Sounds strange that you're having such a problem with the tone/EQ, especially with as you say, a "fancy" bass. Not sure how much help I can be other than what I've said and throwing more free plugs at you, like:
A small suggestion I think Mike Senior put out once about bass is to add some distortion that will bring some of the energy into the higher frequencies and give you more to work with..
--------------------------- Thanks, Benjamin Hirsch Track Junky Extraordinaire
Although I'm not a fan of multiband-compression, I'd try some here. Like Nova-67P (my goto for bassguitar) Maybe a doubled track with HP/LP and distortion?
--------------------------- scott Freedman 94 325is tons of miles in Grun frosch (froggy green) :krakrani:
Thanks, tgraph and ginormous - that's of course what I tried first, since it can sound cool even with "normal" basses. But there is not much (read: nothing) usable going on in the "upper" range. So I can either distort the 50 - 150 area, the wavelength of which is so huge, it sounds like a synth. Split band compressing is just boosting the mud. I mean, I want 3k in a bass, maybe even 5k, but there is nada, nichts, nothing. No air, no strings, nothing that defines the instrument. Pickup noise, yes. 400 - 600 is "wood", which is okay per se, but as long as it's not accompanied by a balanced string or fundamental tone, it's pretty clueless. I just botch a usable context sound and focus on the rest :)
If you're missing high frequencies why not add it? Use ReaTune to record a MIDI track and then let that drive some bass VST (or even a synth), maybe raised one octave. Then mix in with the original. You don't even have to say anything to your client :)

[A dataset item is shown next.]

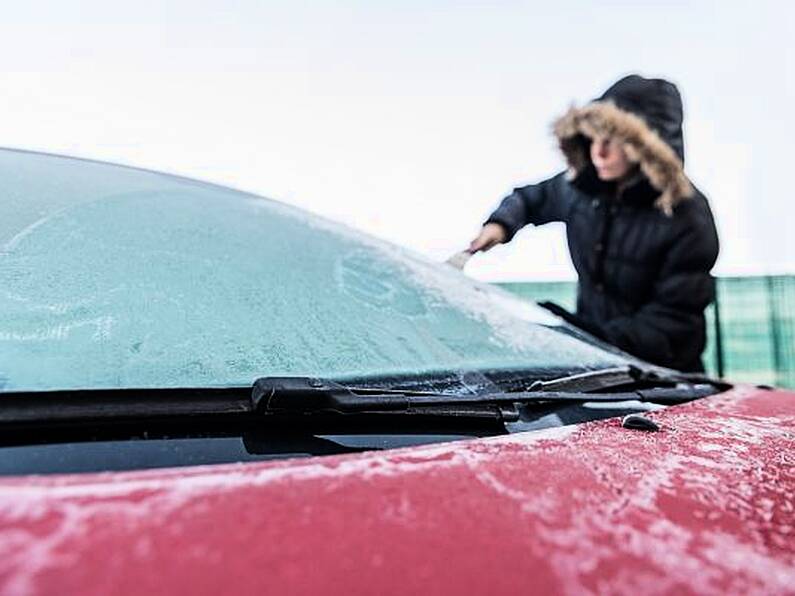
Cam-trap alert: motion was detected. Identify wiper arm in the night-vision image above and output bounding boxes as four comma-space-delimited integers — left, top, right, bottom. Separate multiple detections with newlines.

Have you asked the player what HE was looking to get in the way of tone? You may well be fighting each other here. Not everyone wants or even likes a brighter more articulate bass sound. Also, what does the actual client think? I have one active bass set up with oldish rotosound roundwounds and one fender precision USA 62 reissue set up with ground rounds, which are pretty much the equivalent of those tape wounds sound-wise. I wind up using the precision a lot more than the active bass, simply because the sound IS really fat and thuddy. If you are trying to get the recording to sound like a modern, clean, articulate bass from a semi-acoustic with tape wounds, you WILL struggle. HAHA! I totally missed the part where you said his technique was somewhat lacking on that first track & the rest was OK. Not much you can do about that really, is there? But like I said before, what does the client think?
if it's a fancy bass, it could have active circuitry. was the DI active or passive? I'd use a passive DI. Once you record a cruddy sound, it's too late really.
I've used the Clarisonix enhancer on basses with no definition with pretty good results. Leave off the sub enhancer and crank the Clarity knob and adjust mix with the Reaper mix knob. Basically I'd take any soundly maligned Exciter or Enhancer plugins that was two steps forward and four back on anything else it was tried on and give it a shot.